TALLAGHT University Hospital, one of the country’s busiest health facilities, had no operational CT scanner on site recently.

The local hospital has two CT (CAT) scanners, however, one of the scanners is undergoing replacement and the second experienced “technical difficulties” recently – resulting in no CT scanner on site.

Tallaght Hospital 03

In a reply to a parliamentary question by Dublin South West TD, Sean Crowe (Sinn Fein), it was confirmed that the CT scanner being replaced broke down in July - and resulted in 47 patients to date being sent to a private provider for cardiac CT's. 

In a statement to The Echo, a spokesperson for Tallaght University Hospital (TUH) said: “Tallaght University Hospital has two CT scanners one of which is currently undergoing replacement.

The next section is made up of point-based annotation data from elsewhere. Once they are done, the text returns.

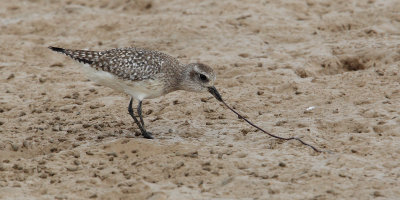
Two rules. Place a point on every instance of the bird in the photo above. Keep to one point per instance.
(142, 74)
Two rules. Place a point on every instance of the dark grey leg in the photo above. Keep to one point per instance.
(139, 109)
(140, 124)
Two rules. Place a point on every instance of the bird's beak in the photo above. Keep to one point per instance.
(215, 93)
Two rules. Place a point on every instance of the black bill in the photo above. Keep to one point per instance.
(215, 93)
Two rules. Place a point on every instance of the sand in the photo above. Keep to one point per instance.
(64, 137)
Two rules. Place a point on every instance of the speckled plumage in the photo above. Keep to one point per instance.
(143, 74)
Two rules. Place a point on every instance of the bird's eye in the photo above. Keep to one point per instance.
(203, 78)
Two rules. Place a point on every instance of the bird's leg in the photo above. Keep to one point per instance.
(139, 109)
(140, 125)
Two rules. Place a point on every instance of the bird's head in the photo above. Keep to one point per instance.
(199, 78)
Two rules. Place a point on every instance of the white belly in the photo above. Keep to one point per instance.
(137, 89)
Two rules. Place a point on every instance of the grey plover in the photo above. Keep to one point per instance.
(143, 74)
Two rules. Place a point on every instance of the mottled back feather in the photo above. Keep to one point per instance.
(127, 63)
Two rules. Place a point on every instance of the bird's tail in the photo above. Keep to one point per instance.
(84, 56)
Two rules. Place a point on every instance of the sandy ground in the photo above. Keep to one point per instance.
(63, 137)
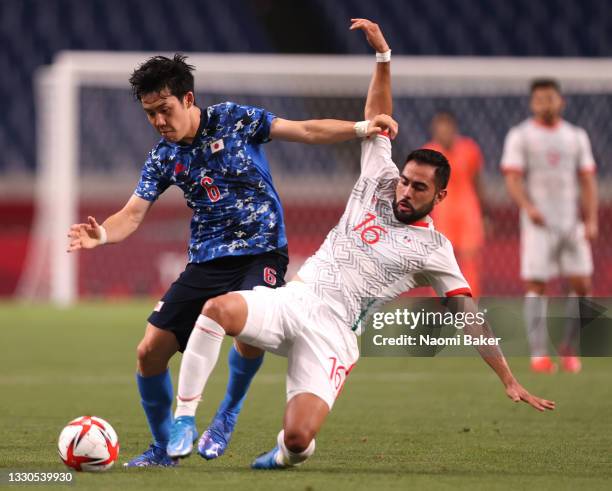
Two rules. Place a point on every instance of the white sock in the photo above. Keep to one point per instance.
(288, 458)
(199, 358)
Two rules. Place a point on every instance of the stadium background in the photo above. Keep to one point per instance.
(115, 136)
(401, 423)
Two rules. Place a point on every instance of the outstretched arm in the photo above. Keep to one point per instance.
(493, 356)
(117, 227)
(327, 130)
(379, 100)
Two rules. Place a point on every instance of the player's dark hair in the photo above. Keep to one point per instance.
(544, 83)
(424, 156)
(159, 73)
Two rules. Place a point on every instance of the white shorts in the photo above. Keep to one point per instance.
(547, 253)
(292, 321)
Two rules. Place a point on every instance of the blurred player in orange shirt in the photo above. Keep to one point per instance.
(459, 216)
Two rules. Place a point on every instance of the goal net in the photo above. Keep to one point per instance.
(92, 138)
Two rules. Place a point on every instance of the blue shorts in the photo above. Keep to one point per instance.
(181, 305)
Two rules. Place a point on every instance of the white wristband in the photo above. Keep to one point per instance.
(383, 57)
(361, 128)
(103, 236)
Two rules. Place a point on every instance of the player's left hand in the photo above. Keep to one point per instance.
(381, 123)
(373, 34)
(518, 393)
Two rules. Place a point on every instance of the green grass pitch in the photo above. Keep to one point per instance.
(441, 423)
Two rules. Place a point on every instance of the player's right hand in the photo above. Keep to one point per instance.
(84, 235)
(535, 216)
(518, 393)
(381, 123)
(373, 34)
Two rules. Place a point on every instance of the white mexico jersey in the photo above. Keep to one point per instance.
(550, 158)
(370, 257)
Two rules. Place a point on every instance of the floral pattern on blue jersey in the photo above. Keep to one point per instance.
(226, 180)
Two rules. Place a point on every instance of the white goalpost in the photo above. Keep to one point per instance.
(51, 274)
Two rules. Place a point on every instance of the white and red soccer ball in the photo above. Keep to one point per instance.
(88, 443)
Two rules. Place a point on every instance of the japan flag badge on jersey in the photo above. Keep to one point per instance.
(217, 146)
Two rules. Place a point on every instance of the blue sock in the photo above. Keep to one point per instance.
(242, 371)
(156, 398)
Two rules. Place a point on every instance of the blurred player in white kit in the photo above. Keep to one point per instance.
(549, 168)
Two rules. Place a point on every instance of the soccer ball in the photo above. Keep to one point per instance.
(88, 443)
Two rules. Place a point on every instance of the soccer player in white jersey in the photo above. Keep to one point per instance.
(548, 166)
(383, 245)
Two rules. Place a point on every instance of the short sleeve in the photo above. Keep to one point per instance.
(513, 156)
(376, 158)
(152, 182)
(586, 162)
(253, 122)
(443, 273)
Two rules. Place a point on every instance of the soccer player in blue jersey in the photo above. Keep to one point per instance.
(215, 156)
(383, 245)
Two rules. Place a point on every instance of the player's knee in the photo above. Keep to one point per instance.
(150, 360)
(219, 309)
(298, 439)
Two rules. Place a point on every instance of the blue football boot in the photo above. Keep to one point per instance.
(216, 438)
(268, 460)
(153, 457)
(182, 435)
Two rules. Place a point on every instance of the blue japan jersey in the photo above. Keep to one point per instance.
(226, 180)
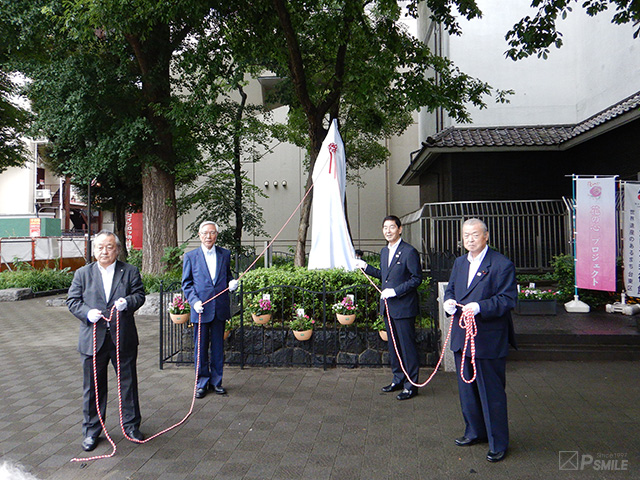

“In order to maintain current service requirements during this commissioning period, routine outpatient CT scanning is being outsourced to a private provider.

“Unfortunately the hospital also experienced technical difficulties with its second scanner last week which led to some delays for patients but this issue has now been resolved.”

The new scanner is due to be operational on Monday, October 8. 

Triona Murphy, Chairperson of Tallaght Hospital Action Group (THAG), told The Echo that they had been contacted by members of the public concerning delays with CT scans prior to the second scanner experiencing technical difficulties recently.

“One CT scanner for a hospital that is this busy and with its population catchment is not enough,” Ms Murphy said.

“And this was very evident last week when the only operational CT scanner went down and the hospital was left with no scanning equipment.”

Concerns were raised

According to Ms Murphy, the hospital is forced to outsource patients for CT scans due to a lack of its own scanners, which is delaying the waiting times for some patients.

“Concerns were raised with us due to delays [with CT scans] prior to the second scanner going down,” Ms Murphy said.

“One patient within the community [who was sent to a private provider by the hospital] experienced a ten-week delay.

“A CT scan is a step up from an ordinary X-ray and is recommended when there are symptoms that need to be checked out.”

She added: “The hospital is doing the best it can but it sounds like some of its machinery is coming close on obsolete.

“Is this a case of our hospital being starved of capital funding from the HSE?

“If so, we’d be asking the HSE to fund our hospital please!”